NBA

Termine on the NBA Playoffs: Don’t blame Durant

April 22, 2014

SiriusXM NBA Radio host Justin Termine takes a look at the Western Conference in the 2014 NBA Playoffs.

In order to be considered an all-time great, you need to win a title. You need to win multiple titles. One isn’t good enough. Two isn’t either. To be mentioned with Russell, and Jordan, and Magic, and Larry, and Kareem, you need to win at least three. Wilt won two, and to some that’s a negative when judging his career, despite all his numbers.

Eventually, Kevin Durant will need to do more than just win scoring titles, win MVPs, and put up 41 straight games of 25 points. Eventually, he’ll need to raise the Larry O’Brien Trophy. Then do it again. Then do it again.

Just don’t blame him if the Thunder don’t win this year.

There are several reasons Durant has yet to hit the point where the pressure should be overbearing. In addition to being just 25, you can point to the fact he plays on a team where Derek Fisher plays too much and Russell Westbrook shoots to much. You can point to a Thunder team that doesn’t score enough easy baskets in the paint and gives up too many easy ones from beyond the arc. And it doesn’t take much to realize he plays with Kendrick Perkins and Thabo Sefolosha – two members of the starting lineup who have combined for just 13 points through the first two games of their opening-round playoff series.

But, the main reason Durant needs to be cut some slack: The Path.

While his nemesis (or, maybe it’s “best friend” these days) LeBron James gets to cruise through perhaps the weakest conference in the history of the sport, Durant has to navigate the hellacious Western Conference.

While LeBron is cruising against the Bobcats and a banged up Al Jefferson as a No. 2 seed in the East, as a No. 2 seed in the West, Durant is stuck facing Memphis.
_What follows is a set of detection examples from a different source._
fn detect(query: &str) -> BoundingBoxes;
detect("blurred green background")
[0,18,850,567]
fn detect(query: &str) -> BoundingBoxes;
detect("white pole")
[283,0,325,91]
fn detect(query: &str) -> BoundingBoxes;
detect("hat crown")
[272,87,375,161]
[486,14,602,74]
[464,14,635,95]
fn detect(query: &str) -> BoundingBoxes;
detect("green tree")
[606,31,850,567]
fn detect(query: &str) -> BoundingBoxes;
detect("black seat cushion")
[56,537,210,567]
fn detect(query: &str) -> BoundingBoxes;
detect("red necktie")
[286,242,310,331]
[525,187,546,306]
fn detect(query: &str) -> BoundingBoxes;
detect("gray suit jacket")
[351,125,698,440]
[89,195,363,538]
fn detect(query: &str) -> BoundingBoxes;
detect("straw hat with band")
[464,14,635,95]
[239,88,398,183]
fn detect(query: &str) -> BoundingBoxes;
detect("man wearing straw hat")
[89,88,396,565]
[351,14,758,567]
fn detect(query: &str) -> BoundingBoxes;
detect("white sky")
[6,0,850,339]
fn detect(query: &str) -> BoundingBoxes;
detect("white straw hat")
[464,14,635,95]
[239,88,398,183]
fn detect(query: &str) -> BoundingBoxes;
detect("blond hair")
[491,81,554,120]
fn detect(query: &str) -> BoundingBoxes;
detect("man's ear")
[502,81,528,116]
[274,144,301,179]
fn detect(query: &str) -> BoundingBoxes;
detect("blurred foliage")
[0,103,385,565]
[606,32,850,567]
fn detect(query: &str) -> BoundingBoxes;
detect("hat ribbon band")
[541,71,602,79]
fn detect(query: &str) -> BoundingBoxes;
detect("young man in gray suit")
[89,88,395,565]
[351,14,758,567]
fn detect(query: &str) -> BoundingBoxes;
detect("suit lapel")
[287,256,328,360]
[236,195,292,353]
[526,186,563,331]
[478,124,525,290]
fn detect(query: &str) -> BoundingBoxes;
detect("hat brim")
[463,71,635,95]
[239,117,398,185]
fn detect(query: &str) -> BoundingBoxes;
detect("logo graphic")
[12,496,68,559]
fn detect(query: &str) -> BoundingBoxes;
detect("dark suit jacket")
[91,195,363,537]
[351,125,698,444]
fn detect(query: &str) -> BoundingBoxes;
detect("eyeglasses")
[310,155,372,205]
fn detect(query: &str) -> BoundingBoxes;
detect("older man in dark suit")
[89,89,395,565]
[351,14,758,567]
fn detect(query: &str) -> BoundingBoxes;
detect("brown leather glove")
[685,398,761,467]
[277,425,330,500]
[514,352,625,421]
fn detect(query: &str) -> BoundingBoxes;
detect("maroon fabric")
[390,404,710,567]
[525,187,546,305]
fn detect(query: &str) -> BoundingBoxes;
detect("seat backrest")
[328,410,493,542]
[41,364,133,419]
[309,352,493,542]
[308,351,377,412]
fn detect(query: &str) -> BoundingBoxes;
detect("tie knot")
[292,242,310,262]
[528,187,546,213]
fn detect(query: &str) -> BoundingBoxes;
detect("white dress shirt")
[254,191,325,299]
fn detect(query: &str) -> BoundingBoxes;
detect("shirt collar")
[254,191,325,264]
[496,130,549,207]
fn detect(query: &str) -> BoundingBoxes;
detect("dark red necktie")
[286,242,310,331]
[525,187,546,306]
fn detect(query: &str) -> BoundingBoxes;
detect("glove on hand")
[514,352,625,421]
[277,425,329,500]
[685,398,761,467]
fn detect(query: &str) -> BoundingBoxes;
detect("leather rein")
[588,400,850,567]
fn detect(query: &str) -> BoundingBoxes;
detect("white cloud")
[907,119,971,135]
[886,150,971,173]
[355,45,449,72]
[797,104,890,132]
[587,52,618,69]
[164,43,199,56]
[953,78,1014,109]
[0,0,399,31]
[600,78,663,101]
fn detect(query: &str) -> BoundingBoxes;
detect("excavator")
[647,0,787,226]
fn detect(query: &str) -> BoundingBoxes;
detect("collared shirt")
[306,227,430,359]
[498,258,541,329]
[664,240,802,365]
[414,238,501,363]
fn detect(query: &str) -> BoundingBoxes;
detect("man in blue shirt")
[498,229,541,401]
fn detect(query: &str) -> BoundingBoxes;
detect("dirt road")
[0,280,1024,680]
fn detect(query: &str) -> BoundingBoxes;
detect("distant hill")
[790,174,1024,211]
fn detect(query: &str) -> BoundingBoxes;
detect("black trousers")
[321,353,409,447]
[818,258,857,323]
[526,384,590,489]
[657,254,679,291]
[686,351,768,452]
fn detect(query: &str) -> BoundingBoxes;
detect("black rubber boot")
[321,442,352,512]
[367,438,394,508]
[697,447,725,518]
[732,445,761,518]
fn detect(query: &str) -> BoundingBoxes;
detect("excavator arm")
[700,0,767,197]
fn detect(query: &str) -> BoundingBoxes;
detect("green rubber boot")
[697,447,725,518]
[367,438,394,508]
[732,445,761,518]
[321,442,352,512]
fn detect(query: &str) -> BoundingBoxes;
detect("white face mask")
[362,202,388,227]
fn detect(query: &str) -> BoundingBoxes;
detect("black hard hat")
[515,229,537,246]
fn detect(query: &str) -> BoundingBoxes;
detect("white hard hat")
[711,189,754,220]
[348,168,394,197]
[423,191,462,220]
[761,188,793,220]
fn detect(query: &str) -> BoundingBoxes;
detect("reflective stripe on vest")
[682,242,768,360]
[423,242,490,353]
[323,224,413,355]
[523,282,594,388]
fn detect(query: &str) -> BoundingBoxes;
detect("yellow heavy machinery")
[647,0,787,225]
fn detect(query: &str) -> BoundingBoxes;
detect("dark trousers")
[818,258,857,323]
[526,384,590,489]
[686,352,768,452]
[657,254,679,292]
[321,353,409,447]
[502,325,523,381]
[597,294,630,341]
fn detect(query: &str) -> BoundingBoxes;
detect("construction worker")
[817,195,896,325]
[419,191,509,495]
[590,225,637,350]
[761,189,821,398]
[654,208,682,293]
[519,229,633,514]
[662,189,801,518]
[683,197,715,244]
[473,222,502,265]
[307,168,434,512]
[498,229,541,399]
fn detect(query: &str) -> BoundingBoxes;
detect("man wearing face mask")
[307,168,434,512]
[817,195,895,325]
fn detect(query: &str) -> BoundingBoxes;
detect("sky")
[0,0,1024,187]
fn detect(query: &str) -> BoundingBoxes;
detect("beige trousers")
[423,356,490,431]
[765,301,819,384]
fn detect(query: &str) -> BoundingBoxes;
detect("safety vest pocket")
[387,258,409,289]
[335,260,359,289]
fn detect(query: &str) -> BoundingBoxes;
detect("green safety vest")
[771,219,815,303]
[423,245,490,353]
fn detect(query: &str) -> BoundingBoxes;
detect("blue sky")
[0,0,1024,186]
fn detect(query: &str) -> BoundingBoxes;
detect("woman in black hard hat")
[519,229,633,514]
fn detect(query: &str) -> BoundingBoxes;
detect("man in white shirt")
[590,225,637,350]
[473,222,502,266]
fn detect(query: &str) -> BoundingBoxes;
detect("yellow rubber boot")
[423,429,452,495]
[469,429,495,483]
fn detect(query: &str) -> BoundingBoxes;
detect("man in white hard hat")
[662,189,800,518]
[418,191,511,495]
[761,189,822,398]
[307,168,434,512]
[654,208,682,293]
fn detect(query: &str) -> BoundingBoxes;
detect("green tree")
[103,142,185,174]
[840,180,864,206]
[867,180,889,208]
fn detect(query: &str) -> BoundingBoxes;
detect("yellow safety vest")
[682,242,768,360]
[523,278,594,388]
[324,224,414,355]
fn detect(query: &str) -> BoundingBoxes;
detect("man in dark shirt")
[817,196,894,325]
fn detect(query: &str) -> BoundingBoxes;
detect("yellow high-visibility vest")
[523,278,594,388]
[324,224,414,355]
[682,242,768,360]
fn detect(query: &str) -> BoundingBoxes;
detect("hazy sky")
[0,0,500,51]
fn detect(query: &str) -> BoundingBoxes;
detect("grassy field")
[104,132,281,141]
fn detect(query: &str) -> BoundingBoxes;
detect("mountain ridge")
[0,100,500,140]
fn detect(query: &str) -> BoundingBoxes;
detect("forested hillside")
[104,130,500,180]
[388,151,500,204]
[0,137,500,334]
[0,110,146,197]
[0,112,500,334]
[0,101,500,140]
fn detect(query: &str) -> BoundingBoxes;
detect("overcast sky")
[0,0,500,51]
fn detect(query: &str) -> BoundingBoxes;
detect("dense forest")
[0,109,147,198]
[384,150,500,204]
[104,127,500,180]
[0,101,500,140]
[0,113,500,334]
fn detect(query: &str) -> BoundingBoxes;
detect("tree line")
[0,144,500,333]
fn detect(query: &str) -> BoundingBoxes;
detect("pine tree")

The same Memphis team that compiled the third best record in the NBA since Jan. 14, when Marc Gasol returned. (Not to mention the best defense in the NBA.) With 50 wins, Memphis would have been the third seed in the East, and potentially its best team. In the West, they’re seventh. Since the Heat came together in 2010, only Boston has had more success against Miami than Memphis. That’s the team Oklahoma City has to face in the first round.

And read that carefully – just the first round. Even if they do advance (I picked Oklahoma City to lose), then it’s off to face the Clippers, then San Antonio, before eventually getting to Miami. If they somehow make a run like that … now that’s an historic championship. No lay-ups, no gimmies, no clear paths. It’d be reminiscent of what Larry Bird did in the ’80s, having to go through the Sixers, and Bulls, and Bucks, and Hawks, and Knicks, just to get the chance to play Magic and Kareem and Worthy and Riley.

This isn’t just the case for the Thunder. The Spurs, Clippers, or whoever else comes out of the West is in the same boat. Just look at the first three days of the postseason. The Mavs had the Spurs sweating late, the Clippers and Warriors are even through the first two games, and the Blazers and Rockets played an exhausting instant classic. For the next two months we’re going to love the West. It’ll be like this every night. Fun for us; fatiguing for them. And that is why whoever comes out of the East may have the edge: they’ll have fresh, healthy bodies.